Separation of duties prevents a single user from seeing a business process from beginning to end, which reduces the likelihood of fraud.

What is SNMP?

Simple Network Management Protocol (SNMP) is an industry standard for managing and monitoring printers, servers, workstations, routers, switches, IP phones, and so on. SNMP version 3 should be used because it provides encryption and integrity functionality.

What is Succession planning?

Succession planning is the process of grooming an employee to fill an important job role.

What is TLS?

TLS secures application-specific network traffic.

What is Session Initiation Protocol?

The Session Initiation Protocol (SIP) is used to establish and maintain network sessions related to voice and video, such as with VoIP.

You need to analyze a disk volume on a Linux server, but you do not want to modify the original file system in any way.
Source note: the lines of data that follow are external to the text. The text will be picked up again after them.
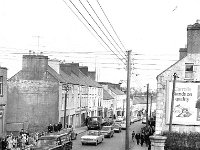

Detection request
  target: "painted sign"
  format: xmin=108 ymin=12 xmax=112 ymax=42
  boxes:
xmin=166 ymin=82 xmax=200 ymax=125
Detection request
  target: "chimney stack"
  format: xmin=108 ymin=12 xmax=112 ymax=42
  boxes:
xmin=187 ymin=21 xmax=200 ymax=54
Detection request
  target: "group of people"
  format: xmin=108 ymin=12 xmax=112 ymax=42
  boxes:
xmin=132 ymin=125 xmax=155 ymax=150
xmin=47 ymin=122 xmax=62 ymax=133
xmin=0 ymin=129 xmax=41 ymax=150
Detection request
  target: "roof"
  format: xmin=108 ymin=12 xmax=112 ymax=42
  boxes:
xmin=103 ymin=89 xmax=114 ymax=100
xmin=47 ymin=65 xmax=65 ymax=82
xmin=133 ymin=96 xmax=156 ymax=105
xmin=109 ymin=87 xmax=125 ymax=95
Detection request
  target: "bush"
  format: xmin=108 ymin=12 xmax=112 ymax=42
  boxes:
xmin=163 ymin=132 xmax=200 ymax=150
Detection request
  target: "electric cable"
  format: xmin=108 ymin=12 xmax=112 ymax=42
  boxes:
xmin=79 ymin=0 xmax=126 ymax=60
xmin=63 ymin=0 xmax=126 ymax=65
xmin=87 ymin=0 xmax=126 ymax=56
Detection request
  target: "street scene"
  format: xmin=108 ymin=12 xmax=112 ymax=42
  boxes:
xmin=0 ymin=0 xmax=200 ymax=150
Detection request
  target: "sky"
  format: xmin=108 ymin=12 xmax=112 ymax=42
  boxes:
xmin=0 ymin=0 xmax=200 ymax=90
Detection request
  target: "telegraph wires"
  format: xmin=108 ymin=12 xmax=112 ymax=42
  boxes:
xmin=87 ymin=0 xmax=126 ymax=56
xmin=79 ymin=0 xmax=126 ymax=60
xmin=63 ymin=0 xmax=126 ymax=65
xmin=97 ymin=0 xmax=126 ymax=51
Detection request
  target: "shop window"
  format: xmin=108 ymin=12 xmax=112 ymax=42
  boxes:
xmin=0 ymin=76 xmax=3 ymax=96
xmin=185 ymin=63 xmax=194 ymax=79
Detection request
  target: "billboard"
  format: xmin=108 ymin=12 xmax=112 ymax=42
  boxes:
xmin=166 ymin=82 xmax=200 ymax=125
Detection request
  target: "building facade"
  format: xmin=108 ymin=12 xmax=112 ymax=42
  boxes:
xmin=156 ymin=23 xmax=200 ymax=134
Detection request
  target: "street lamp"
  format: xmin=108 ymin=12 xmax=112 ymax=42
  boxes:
xmin=64 ymin=84 xmax=70 ymax=128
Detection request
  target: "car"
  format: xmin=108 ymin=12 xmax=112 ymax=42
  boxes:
xmin=30 ymin=133 xmax=72 ymax=150
xmin=113 ymin=124 xmax=122 ymax=133
xmin=131 ymin=116 xmax=140 ymax=123
xmin=121 ymin=121 xmax=126 ymax=129
xmin=81 ymin=130 xmax=104 ymax=145
xmin=116 ymin=116 xmax=124 ymax=121
xmin=100 ymin=126 xmax=114 ymax=138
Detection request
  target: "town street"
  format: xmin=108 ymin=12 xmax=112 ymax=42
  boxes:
xmin=73 ymin=121 xmax=147 ymax=150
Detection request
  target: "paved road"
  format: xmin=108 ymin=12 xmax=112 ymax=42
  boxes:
xmin=73 ymin=122 xmax=147 ymax=150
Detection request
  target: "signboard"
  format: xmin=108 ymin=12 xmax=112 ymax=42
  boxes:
xmin=166 ymin=82 xmax=200 ymax=125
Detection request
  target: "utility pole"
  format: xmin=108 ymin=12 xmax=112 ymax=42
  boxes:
xmin=125 ymin=50 xmax=131 ymax=150
xmin=150 ymin=94 xmax=153 ymax=119
xmin=169 ymin=73 xmax=178 ymax=132
xmin=146 ymin=83 xmax=149 ymax=126
xmin=64 ymin=85 xmax=69 ymax=128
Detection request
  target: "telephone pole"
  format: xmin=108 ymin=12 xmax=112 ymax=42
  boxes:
xmin=125 ymin=50 xmax=131 ymax=150
xmin=169 ymin=73 xmax=178 ymax=132
xmin=146 ymin=83 xmax=149 ymax=126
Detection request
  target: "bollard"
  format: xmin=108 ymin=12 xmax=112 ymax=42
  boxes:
xmin=149 ymin=135 xmax=167 ymax=150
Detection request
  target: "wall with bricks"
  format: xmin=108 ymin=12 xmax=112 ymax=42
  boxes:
xmin=6 ymin=80 xmax=59 ymax=131
xmin=156 ymin=54 xmax=200 ymax=134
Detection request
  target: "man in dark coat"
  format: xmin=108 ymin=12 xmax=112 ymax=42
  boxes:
xmin=135 ymin=133 xmax=140 ymax=145
xmin=48 ymin=124 xmax=53 ymax=133
xmin=58 ymin=122 xmax=62 ymax=131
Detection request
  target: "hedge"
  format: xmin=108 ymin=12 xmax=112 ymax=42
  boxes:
xmin=163 ymin=132 xmax=200 ymax=150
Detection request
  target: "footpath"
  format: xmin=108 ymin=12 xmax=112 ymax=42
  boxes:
xmin=75 ymin=126 xmax=148 ymax=150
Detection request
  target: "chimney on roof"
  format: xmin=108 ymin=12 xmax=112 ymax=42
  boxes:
xmin=48 ymin=59 xmax=60 ymax=74
xmin=187 ymin=21 xmax=200 ymax=54
xmin=60 ymin=63 xmax=79 ymax=76
xmin=179 ymin=48 xmax=187 ymax=60
xmin=88 ymin=71 xmax=96 ymax=81
xmin=22 ymin=55 xmax=48 ymax=80
xmin=79 ymin=66 xmax=88 ymax=76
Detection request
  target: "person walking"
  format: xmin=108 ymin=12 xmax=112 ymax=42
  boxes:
xmin=135 ymin=133 xmax=140 ymax=145
xmin=140 ymin=132 xmax=144 ymax=146
xmin=132 ymin=131 xmax=135 ymax=142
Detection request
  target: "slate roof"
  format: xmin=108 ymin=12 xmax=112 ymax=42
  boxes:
xmin=103 ymin=89 xmax=114 ymax=100
xmin=133 ymin=96 xmax=156 ymax=105
xmin=109 ymin=87 xmax=125 ymax=95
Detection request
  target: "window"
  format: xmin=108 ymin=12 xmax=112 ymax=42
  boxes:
xmin=0 ymin=76 xmax=3 ymax=96
xmin=185 ymin=63 xmax=194 ymax=79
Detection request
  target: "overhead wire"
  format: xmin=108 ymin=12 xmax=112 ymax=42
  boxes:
xmin=63 ymin=0 xmax=125 ymax=64
xmin=86 ymin=0 xmax=126 ymax=56
xmin=79 ymin=0 xmax=126 ymax=60
xmin=97 ymin=0 xmax=126 ymax=51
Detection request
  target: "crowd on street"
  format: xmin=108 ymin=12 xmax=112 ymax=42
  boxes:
xmin=0 ymin=122 xmax=62 ymax=150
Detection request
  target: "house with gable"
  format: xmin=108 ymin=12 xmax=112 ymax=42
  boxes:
xmin=6 ymin=54 xmax=66 ymax=133
xmin=0 ymin=67 xmax=7 ymax=137
xmin=155 ymin=22 xmax=200 ymax=134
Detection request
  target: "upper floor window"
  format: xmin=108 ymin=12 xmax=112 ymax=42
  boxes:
xmin=0 ymin=76 xmax=3 ymax=96
xmin=185 ymin=63 xmax=194 ymax=79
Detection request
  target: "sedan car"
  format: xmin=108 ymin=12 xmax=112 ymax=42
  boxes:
xmin=100 ymin=126 xmax=114 ymax=138
xmin=113 ymin=124 xmax=121 ymax=133
xmin=81 ymin=130 xmax=104 ymax=145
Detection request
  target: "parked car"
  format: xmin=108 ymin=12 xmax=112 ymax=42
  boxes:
xmin=113 ymin=124 xmax=122 ymax=133
xmin=121 ymin=121 xmax=126 ymax=129
xmin=100 ymin=126 xmax=114 ymax=138
xmin=30 ymin=133 xmax=72 ymax=150
xmin=116 ymin=116 xmax=124 ymax=121
xmin=81 ymin=130 xmax=104 ymax=145
xmin=142 ymin=117 xmax=147 ymax=124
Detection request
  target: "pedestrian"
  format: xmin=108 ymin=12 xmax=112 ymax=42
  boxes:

Which Linux command should you use to create an exact copy of the disk volume for forensic analysis?

The Linux dd command can be used to create an exact copy of a disk volume, while leaving the original disk volume intact.

What is the Chain of custody?

The chain of custody requires the gathering of potential evidence to be done legally while ensuring the secure documentation and storage of that evidence.

What is Order of volatility?

The order of volatility describes the fragility of digital evidence and as a result the order in which it should be gathered. For example, acquiring the contents of a machine's RAM memory should be done before obtaining the data from its hard drive, because the RAM contents will be erased when the target machine is powered off.

Which Linux command can be used to capture network traffic?

The tcpdump command can be used to capture network traffic. Command line parameters control through which network interface capturing occurs and whether captured traffic is displayed on the screen or written to a file.

3DES, AES, and Blowfish

They are symmetric encryption algorithms. Symmetric encryption uses the same key for encryption and decryption.

List the order in how threats should be handled.

Threat Analysis -> ALE -> Risk Analysis -> Business Impact Analysis

Your NIDS alerts you of excessive network traffic spreading through each of your five VLANs. The problem seems to stem from malicious software that keeps replicating itself across the network. You react according to your incident response plan by turning off the affected switches. What caused the problem?

Worms are self-replicating malware that can consume network bandwidth, resulting in an unusable network. Virus scanners can detect known worm patterns. Inline network-based intrusion and detection systems (NIDs) examine network traffic as it traverses the network as opposed to stored captures (passive or offline).

A router is configured to allow outbound TCP ports 80, 443, and 25. You would like to use the Remote Desktop Protocol to access a server at another location. Which of the following statements is correct, assuming default ports are being used?

You will not be able to RDP to the external server because the router is implicitly denying RDP packets is correct. RDP (Remote Desktop Protocol) uses TCP port 3389, and this is implicitly denied because only ports 80, 443, and 25 allow traffic out.